The second set of data needed is the meteorological data. This data gives the snapshot of weather conditions at one moment in the time and therefore we need to have the data over the entire period the simulation is running. Although it might seem a bit strange, we need the data including the period we want to predict. The reason is that the model needs to know the weather that is coming to the modelled domain from the surrounding area. The only time we can have a model running without the weather data is when we are running a simulation of the global weather. In this case, there are no boundaries since the earth is round and has no edges.
Past weather simulation
Where to get the data? If the model run is in the past and the goal is to get atmospheric variables for a time period in the past, then we can get the boundary data from reanalysis. This data source has been retrospectively compiled from all available real measurements across the globe and should provide us with the most precise simulation. For example for a simulation over North America one option is NCEP North American Regional Reanalysis (NARR).
The disadvantage of this dataset is that it is not usable for realtime forecast since this data is available only for past dates with a long period of delay.
A use case for a simulation over this data might be a study of past wind patterns to optimise the location of a wind power turbine.
If the goal is to do
- a real-time forecast (e.g. to be used in a decision support system) or
- a simulation of a forecast (e.g. to determine if a forecast has sufficient accuracy using forecast made for past dates and compare it with real measurements from these dates.
then we have to provide the system with input data that is available at the moment we wish to initiate the forecast. Obviously, we cannot use the reanalysis data since it is available with a great delay. We also cannot use the real measurements since they are simply not available for future dates.
The boundary data that is used for this kind of computation taken from a global forecast. Global forecast does not require the boundary condition since it simulates the entire globe. The data source for this global run comonly used with WRF is Global Forecast System (GFS). This data is available 4 times a day with the forecast 192 hours ahead.
Why cannot we use the GFS data as the forecast? Theoretically, we can. The disadvantage is that the time-step of this data is 3 hours and the scale of the grid is 0.5º. If a higher resolution is required, WRF has to be used to take this data to initiate a model and then simulate the model on the required scale and timestep.

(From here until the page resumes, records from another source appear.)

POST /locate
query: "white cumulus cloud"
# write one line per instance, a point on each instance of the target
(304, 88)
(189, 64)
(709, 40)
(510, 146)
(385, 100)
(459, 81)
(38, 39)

For North America there is a model with higher resolution called North America Mesoscale (NAM). The data from this model is released 4 times a day with the prediction going 84 hours ahead. This model has grid spacing of 12 km.
A basic WRF run needs two sources of data:
- geographical dataset (time independant, contains the land parameters)
- Can be easily downloaded from WRF website
- Is the same for all simulations
- meteorological dataset (depends on time, contains the snapshot of the weather at one moment)
- there are several types
- realtime datasets with forecasted periods
- datasets from the past with integrated real-world measurements
- has to be available for the entire simulated period of time (including the forecast time)
- there are several types
The tricky part to understand is that input data for the boundaries over the forecasted period is needed. For example, if I want to forest the weather for tomorrow I have to give the model the boundary conditions for tomorrow. This is so that the model knows what kind of weather is coming to the simulated domain from the side. This input data is typically obtained from a global weather forecast, that forecast the weather on the entire planet.
There are also other types of data that can be used in the model. I will be focusing on ingestion of local observation data in one of the following parts of this WRF series.